But for kids without a place to call home...

"Distance learning is a luxury that those kids simply don't have," says Matthew Dildine, CEO of Fresno Mission.

Dildine says through learning centers at both the Downtown and Rescue the Children Campuses, they will continue to provide kids much-needed structure in their often traumatic lives.

Areas designated for kids to complete their distance learning curriculum.

"This is not just 100 kids clumped into a room," Dildine said. "We are creating separate rooms that are socially distanced. There will actually be pods set up for the different kind of age categories."

Dildine says social distancing will be enforced in the classroom style pods.
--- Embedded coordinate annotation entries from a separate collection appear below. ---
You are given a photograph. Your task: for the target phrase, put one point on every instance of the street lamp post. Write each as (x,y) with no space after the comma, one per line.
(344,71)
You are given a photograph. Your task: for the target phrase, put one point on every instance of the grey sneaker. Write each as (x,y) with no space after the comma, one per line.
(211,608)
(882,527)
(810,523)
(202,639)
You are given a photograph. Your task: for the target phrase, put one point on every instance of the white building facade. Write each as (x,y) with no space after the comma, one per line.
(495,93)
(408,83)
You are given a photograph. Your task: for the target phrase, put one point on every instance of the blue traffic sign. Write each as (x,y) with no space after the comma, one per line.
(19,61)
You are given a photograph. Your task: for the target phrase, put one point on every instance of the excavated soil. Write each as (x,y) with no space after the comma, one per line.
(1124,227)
Staff and volunteers will be on hand to help guide and tutor kids.

Most of the technology, like laptops and hotspots, will be provided by Fresno Unified and Aspen Charter School.

"Really what our goal is so that when these kids return to school, that the teachers will go back and look and say, 'Hey, those kids that were at the Fresno Mission, they are doing great,'" he said. "They are not behind, they are ahead of the class."

Dildine says the number of classrooms will depend on the number of families receiving services at The Mission at the time.

That ranges from 50 to more than 100 kids staying at the facility at once.

Disinfecting measures are in place and masks are worn at the facility's pre-school.

This year, Kindergarteners will be added to the mix to accommodate their distance learning curriculum.

Dildine says these classroom settings are also going to serve as a place for Rescue Mission employees to bring their kids as well so they don't have to choose between a job and the health and education of their own kids.